WTI Crude Oil Surpasses Brent for First Time Since 2013

U.S. oil became more expensive than global crude for the first time in 1 1/2 years amid signs that the nation’s crude exports are poised to increase.

West Texas Intermediate, the U.S. benchmark, briefly traded higher than Brent, the basis for European and African cargoes, today for the first time since July 2013. It averaged $6.64 less than Brent last year, and traded as much as $15.45 lower than its European counterpart on Jan. 13, 2014.

The 40-year-old ban on most U.S. crude exports is set to be loosened after Petroleos Mexicanos, Mexico’s state-owned oil company, asked to import 100,000 barrels a day of light crude. Senator Ted Cruz, a Texas Republican, plans to propose an amendment to a bill approving the Keystone XL pipeline that would lift the export restrictions.

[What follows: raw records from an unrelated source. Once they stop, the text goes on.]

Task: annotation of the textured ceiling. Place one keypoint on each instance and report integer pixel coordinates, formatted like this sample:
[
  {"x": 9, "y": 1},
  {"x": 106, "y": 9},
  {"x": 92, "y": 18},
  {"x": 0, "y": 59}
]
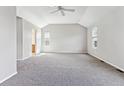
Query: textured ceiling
[{"x": 84, "y": 15}]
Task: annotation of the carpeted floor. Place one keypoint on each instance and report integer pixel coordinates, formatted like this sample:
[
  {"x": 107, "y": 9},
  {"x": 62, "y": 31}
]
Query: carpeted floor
[{"x": 64, "y": 70}]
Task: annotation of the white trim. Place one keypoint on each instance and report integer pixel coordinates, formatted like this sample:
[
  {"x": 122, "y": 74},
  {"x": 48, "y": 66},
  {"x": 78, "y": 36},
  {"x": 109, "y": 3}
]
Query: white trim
[
  {"x": 23, "y": 58},
  {"x": 113, "y": 65},
  {"x": 8, "y": 77}
]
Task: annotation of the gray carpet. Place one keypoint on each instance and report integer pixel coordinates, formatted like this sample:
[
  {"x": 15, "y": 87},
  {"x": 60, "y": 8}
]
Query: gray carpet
[{"x": 64, "y": 70}]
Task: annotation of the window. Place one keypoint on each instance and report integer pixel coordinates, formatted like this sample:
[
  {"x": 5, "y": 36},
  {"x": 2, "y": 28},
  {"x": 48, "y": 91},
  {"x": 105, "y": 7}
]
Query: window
[
  {"x": 47, "y": 37},
  {"x": 94, "y": 38}
]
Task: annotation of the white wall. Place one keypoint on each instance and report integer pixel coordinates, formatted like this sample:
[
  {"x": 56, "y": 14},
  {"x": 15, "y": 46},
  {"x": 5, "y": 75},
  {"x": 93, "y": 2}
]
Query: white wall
[
  {"x": 27, "y": 39},
  {"x": 7, "y": 42},
  {"x": 19, "y": 37},
  {"x": 67, "y": 38},
  {"x": 110, "y": 38},
  {"x": 24, "y": 38}
]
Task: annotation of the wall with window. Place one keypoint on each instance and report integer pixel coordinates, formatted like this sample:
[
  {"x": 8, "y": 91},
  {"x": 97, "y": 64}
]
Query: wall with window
[
  {"x": 110, "y": 38},
  {"x": 24, "y": 38},
  {"x": 67, "y": 38}
]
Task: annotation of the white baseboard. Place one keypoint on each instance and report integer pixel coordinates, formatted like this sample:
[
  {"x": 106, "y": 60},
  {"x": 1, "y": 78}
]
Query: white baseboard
[
  {"x": 113, "y": 65},
  {"x": 23, "y": 58},
  {"x": 8, "y": 77}
]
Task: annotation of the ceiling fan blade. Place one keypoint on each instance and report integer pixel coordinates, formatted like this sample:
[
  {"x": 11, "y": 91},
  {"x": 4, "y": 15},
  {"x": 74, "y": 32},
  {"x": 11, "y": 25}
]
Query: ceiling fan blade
[
  {"x": 62, "y": 12},
  {"x": 70, "y": 10},
  {"x": 54, "y": 11}
]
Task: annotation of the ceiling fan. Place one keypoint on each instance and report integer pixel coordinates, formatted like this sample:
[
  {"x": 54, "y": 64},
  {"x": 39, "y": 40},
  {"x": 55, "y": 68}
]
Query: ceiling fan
[{"x": 62, "y": 10}]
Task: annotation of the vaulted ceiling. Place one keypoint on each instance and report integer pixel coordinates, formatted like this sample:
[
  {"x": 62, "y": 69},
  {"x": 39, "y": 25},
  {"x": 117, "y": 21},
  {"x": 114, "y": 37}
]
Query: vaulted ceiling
[{"x": 84, "y": 15}]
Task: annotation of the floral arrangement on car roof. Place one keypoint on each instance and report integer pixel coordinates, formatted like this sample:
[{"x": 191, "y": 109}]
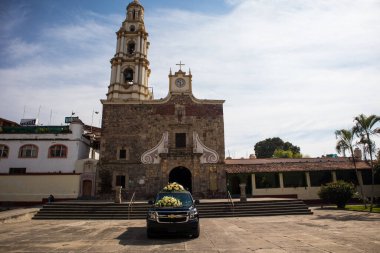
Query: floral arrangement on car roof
[
  {"x": 169, "y": 201},
  {"x": 173, "y": 187}
]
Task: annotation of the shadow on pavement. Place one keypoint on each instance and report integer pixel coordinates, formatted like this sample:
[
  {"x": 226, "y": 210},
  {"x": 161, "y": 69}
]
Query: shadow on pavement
[
  {"x": 137, "y": 236},
  {"x": 349, "y": 216}
]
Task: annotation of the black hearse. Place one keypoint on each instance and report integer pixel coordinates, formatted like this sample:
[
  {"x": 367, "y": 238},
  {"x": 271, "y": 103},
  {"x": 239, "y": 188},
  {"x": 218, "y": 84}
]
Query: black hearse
[{"x": 164, "y": 219}]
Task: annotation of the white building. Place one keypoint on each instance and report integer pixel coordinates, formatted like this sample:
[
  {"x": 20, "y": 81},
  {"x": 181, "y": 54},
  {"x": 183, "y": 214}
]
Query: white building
[{"x": 37, "y": 161}]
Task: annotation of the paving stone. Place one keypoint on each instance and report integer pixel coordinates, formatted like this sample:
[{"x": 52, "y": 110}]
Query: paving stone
[{"x": 325, "y": 231}]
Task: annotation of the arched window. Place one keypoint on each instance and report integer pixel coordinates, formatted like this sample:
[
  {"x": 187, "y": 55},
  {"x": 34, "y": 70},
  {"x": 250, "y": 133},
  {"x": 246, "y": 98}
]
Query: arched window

“WTI is relatively strong because it looks like exports will be rising,” Michael Lynch, president of Strategic Energy & Economic Research in Winchester, Massachusetts, said by phone. “The Mexican request could be the first of many.”

U.S. refineries have operated at over 90 percent of capacity for the last two months, according to the Energy Information Administration. This activity has bolstered demand for domestic crude, John Kilduff, a partner at Again Capital LLC, a New York-based hedge fund that focuses on energy, said.

“Strong refinery utilization here is giving WTI support,”Kilduff said by phone. “Brent is tied to the oversupplied European market.”

Oil demand in Europe will average 13.42 million barrels a day this year, down from 13.47 million in 2014, the International Energy Agency forecast last month. Opinion polls showed Greek Prime Minister Antonis Samaras hasn’t narrowed the lead by his top opponent from the Syriza party, boosting concerns that a change in political leadership will spur an exit from the euro area.

“There are two key reasons for the rapid close of the Brent-WTI spread, with the first being the problems in Greece and Europe as a whole,” Thomas Finlon, the Jupiter, Florida-based director of Energy Analytics Group LLC, said by phone. “The other is the increasing likelihood that the U.S. will allow a greater flow of crude exports.”

Saudi Strategy

The greater decline of Brent, undercutting WTI, is a signal to Societe Generale SA that Saudi Arabia’s strategy of curbing growth in shale production is working. The kingdom is leading the Organization of Petroleum Exporting Countries in maintaining crude production amid a global surplus. The strategy is to curb output growth from shale formations and higher cost producers.

Refineries along the U.S. East Coast switch between using domestic and import crudes, often from West Africa, depending on cost. Imports have dropped as U.S. crude production expanded to 9.14 million barrels a day in the week ended Dec. 12, the most in weekly records that started in January 1983, Energy Information Administration data show.

“This is all about the trade flow and will send an economic signal that widens the spread again,” Tim Evans, an energy analyst at Citi Futures Perspective in New York, said by phone. “East Coast refiners are going to switch to Nigerian crudes rather than ship those from the Bakken by rail. This will lead to higher Cushing stockpiles and further cut WTI prices.”

Crude inventories at Cushing, Oklahoma, the delivery point for WTI traded in New York, climbed 4.2 percent to 32.1 million barrels in the week ended Jan. 2, EIA data showed. The gain left supplies at the highest level since February.